The eighth son of John Bonar (1722–1761), previously minister at Cockpen, Midlothian but in 1757 minister of West Church Perth, and his wife, Christian Currier (d.1771), he was born on 29 September 1757. He was educated at the High School, Edinburgh, and attended Edinburgh University.

Bonar early entered the excise office, but became noted as a scholar. He was a member of the Speculative Society of Edinburgh University, admitted 9 December 1777, and elected an extraordinary member on 24 December 1781, and was for several years treasurer of the Royal Society of Edinburgh. He was one of the original promoters of the Astronomical Institution, and one of the founders of the Edinburgh Subscription Library in 1794.

In March 1788 it was Bonar who discovered Deacon Brodie robbing the excise office where he worked, at Chessel's Court on the Canongate (still extant).

From 1800 he was living at Paterson's Court in the Broughton district of Edinburgh.
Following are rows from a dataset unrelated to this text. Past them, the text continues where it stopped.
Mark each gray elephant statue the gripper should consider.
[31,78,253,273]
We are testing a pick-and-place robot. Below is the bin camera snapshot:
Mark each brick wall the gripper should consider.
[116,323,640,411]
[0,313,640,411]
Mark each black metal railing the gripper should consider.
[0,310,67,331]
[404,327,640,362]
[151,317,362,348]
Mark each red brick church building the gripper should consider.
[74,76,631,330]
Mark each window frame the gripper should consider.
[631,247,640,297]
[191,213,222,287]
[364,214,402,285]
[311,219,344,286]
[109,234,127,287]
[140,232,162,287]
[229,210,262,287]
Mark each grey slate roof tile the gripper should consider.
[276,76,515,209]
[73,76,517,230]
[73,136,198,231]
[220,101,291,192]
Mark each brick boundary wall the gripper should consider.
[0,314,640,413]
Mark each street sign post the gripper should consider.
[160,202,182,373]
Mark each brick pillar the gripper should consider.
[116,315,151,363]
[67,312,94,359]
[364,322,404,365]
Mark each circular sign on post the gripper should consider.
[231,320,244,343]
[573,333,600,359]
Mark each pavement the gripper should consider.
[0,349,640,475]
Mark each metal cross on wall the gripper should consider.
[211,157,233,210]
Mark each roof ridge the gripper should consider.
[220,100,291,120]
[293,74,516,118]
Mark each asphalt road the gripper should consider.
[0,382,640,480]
Paterson's Court lay next to Broughton market at the west end of what is now Barony Street.

In 1798 he was elected a Fellow of the Royal Society of Edinburgh and served as its treasurer from 1798 to 1821.

Bonar died in his house in Broughton on 25 March 1821. He is buried in Canongate Kirkyard on the Royal Mile in Edinburgh. The grave lies in the north-west corner of the eastern extension. Most of his children and grandchildren lie nearby.

==Works==
Bonar was author of the article on "Posts" in the Encyclopædia Britannica of 1794, and the articles on "Alphabet Characters", "Etymology", "Excise", "Hieroglyphics", &c., in the Edinburgh Encyclopædia 1808–18. He wrote also ‘Disquisition on the Origin and Radical Sense of the Greek Prepositions,’ 1804.

Bonar edited the new edition of Ewing's Greek Grammar, and contributed articles to the Edinburgh Magazine, Missionary Magazine, and Scottish Register, 1790–5. He published an English edition of Holbein's Dance of Death, 1788, and wrote the memoir of his brother Archibald Bonar in the second volume of his sermons.

==Family==
In March 1797 he married Marjory Pyott Maitland and they had five sons and three daughters.

His sons included James Bonar, Horatius Bonar and Andrew Bonar all leading figures in the Free Church of Scotland.